Les lignes gracieuses de la réplique de l’Hermione, frégate française ayant eu à son bord le marquis de La Fayette, a brièvement ravivé dans la mémoire collective le souvenir de l’implication du royaume de France dans un conflit qui, dans le fond, ne le concernait que peu. Un engagement que l’on pourrait même juger contre-nature, puisque son l’issue entraîna la création d’une véritable démocratie républicaine.  Alors, quelle idée a pu traverser l’esprit de Louis XVI, ce monarque pacifique (ne pas confondre avec pacifiste), pour s’engager dans une pareille entreprise ? Un conflit si coûteux qu’il fut en partie responsable de la faillite de son état ? Guerres & Histoire, en consacrant son dossier central sur ce thème, tente de nous éclairer en mettant en lumière les tenants et les aboutissants d’une affaire longtemps difficile à décrypter car noyée dans l’écheveau politique qu’était l’Europe des Lumières et occultée par sa proximité avec une révolution française et son affection pour l’empirisme.
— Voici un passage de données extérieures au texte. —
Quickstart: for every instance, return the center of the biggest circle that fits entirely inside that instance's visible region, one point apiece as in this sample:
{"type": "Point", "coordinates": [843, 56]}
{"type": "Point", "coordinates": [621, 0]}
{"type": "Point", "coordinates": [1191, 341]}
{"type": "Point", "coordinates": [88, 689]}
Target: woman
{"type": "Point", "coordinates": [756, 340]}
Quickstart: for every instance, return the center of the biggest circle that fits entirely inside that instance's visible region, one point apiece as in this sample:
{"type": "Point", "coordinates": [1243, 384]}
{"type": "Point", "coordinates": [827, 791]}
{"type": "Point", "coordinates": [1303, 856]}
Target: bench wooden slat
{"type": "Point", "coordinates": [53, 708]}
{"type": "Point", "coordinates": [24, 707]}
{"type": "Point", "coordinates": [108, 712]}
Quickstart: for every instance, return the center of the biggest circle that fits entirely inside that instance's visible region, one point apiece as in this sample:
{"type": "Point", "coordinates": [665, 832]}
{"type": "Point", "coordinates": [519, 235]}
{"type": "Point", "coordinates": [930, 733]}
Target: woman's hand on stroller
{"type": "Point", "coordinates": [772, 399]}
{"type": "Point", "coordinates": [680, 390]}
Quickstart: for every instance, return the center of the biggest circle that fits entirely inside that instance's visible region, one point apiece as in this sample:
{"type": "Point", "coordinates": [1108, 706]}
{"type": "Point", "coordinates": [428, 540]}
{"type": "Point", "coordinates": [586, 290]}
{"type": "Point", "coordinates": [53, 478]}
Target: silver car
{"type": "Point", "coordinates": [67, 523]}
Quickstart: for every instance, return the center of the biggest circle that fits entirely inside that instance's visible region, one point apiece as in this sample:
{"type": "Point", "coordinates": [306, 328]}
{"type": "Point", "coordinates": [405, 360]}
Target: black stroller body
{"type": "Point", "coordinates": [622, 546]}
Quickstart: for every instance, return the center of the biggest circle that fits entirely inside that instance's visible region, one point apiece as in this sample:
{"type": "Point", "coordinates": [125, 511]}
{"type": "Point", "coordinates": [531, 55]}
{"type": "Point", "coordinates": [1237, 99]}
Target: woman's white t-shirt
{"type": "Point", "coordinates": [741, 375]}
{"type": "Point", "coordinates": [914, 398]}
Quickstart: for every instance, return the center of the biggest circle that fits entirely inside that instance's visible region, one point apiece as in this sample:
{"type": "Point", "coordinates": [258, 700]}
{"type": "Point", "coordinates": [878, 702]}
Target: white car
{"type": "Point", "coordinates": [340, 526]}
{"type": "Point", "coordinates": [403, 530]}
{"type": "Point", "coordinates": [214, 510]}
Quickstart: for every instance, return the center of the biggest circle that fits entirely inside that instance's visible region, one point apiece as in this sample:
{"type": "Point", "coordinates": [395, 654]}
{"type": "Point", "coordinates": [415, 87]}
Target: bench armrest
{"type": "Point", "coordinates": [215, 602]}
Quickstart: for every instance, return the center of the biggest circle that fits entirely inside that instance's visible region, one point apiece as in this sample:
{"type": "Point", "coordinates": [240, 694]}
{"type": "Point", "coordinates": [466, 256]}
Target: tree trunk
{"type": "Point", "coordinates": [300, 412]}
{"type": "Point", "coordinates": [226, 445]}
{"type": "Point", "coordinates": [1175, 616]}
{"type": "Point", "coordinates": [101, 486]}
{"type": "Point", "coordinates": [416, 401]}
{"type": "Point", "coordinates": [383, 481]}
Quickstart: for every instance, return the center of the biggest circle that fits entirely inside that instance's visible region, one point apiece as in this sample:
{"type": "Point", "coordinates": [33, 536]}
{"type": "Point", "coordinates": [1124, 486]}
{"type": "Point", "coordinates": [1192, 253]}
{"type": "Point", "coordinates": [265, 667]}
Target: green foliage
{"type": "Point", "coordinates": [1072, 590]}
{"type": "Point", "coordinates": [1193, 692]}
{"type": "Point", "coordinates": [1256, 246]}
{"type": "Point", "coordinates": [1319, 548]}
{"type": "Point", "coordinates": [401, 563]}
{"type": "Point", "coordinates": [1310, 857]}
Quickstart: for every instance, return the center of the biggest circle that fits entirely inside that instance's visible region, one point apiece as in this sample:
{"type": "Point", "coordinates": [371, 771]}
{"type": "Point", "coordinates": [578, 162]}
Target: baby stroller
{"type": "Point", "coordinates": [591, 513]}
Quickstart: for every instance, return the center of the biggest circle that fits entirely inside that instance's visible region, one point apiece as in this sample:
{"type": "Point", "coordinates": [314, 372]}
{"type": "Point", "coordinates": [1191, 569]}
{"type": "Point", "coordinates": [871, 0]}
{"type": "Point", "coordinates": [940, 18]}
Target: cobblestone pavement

Le dossier est un ensemble d’articles où les auteurs, Pierre Grumberg et Fadi El Hage, s’attachent à nous exposer, de la manière la plus simple possible, le processus qui a entraîné la défaite de la puissante nation britannique. Ils reviennent particulièrement sur l’intervention française qui s’est montrée décisive par plusieurs moyens. En effet, l’engagement de La Fayette pour la cause des Insurgents, le débarquement du contingent de Rochambeau, font partie d’un ensemble d’éléments qui ont permis à Washington et au Congrès la conduite de la guerre. Cela serait une grave erreur d’oublier l’effort logistique (l’armée Continentale manquait de tout ; uniformes, fusils, canons, munitions) et les actions de la marine française qui, une fois n’est pas coutume, a tenu en échec la Royal Navy. Un chouette dossier, qui présente les Bourbons sous un bon jour.

Guerres & Histoire doit sa bonne réputation à son éclectisme et la qualité de ses articles, notamment dans le domaine de la vulgarisation. Ce numéro 39 ne déroge pas à cette règle, avec un niveau de qualité rarement atteint ! Ainsi, en plus de cet très intéressant dossier, le lecteur va pouvoir satisfaire sa curiosité avec une série d’articles plus passionnants les uns que les autres :

– L’interview exclusive est cette de Guy-Pierre Gautier, un ancien membre des FTP. Dans cette première partie, il nous raconte son entrée dans la résistance et ses actions clandestines. Un témoignage qui prouve (à ceux qui peuvent encore en douter) que la police française et les milices étaient plus impliqués dans la répression et la surveillance que l’occupant allemand. A noter que l’article est agrémenté de dessins, extrait d’une bande dessinée consacrée à l’histoire de Guy-Pierre Gautier.

Eric Trèguier, pour la rubrique Troupes, nous propose un article sur… les Prétoriens ! Sacrée coïncidence puisqu’il s’agit également du thème de mon dernier billet !  En seulement trois pages, Eric Tréguier nous dit l’essentiel sur ce corps d’élite de l’armée romaine, et le lecteur en sort nettement plus érudit qu’après la lecture de mon texte aux allures d’usine à gaz.

– Les fans d’aviations seront ravis de découvrir un comparatif entre le Spitfire et le Messerschmitt Bf 109. Même si l’exercice n’est pas nouveau, l’article brille par sa précision dans le détail et une excellente mise en lumière des qualités et des défauts des deux appareils.

La bataille du Lechfeld, livrée en 955, a quelque peu disparu dans les méandres de l’Histoire. Pourtant, son issue marqua un tournant de l’histoire européenne car non seulement elle stoppa une invasion, mais de plus, elle hissa son vainqueur, le roi Otton, à un statut qui fut la première marche vers une accession impériale. Un article très intéressant de Sylvain Gouguenheim.

– Les amateurs de la seconde guerre mondiale ne sont pas oubliés avec un article de Nicolas Aubin reprenant le déroulement de l’opération Market Garden. Intitulé Un bon trop loin, le texte retrace, sans concession, les circonstances ayant entrainé son échec. Le constat est amer.

– Dans Etat de Service, Fadi El Hage nous présente Gonzalve de Cordoue, alias El Gran Capitan. Un texte captivant qui cause autant du personnage que du métier de condottiere et de l’art de la guerre durant la renaissance. Une période passionnante où les grands capitaines prirent à leur compte les évolutions techniques pour créer de nouvelles doctrines militaires, à base de tercios et d’arquebuses, alors que les médiocres étaient laminés.

– Enfin, dans la rubrique Caméra au Poing, une petite piqûre de rappel avec un tour au Sri Lanka, avec une série de photos commentées ayant pour thème la guerre entre l’armée sri-lankaise et les Tigres tamouls (1983-2009).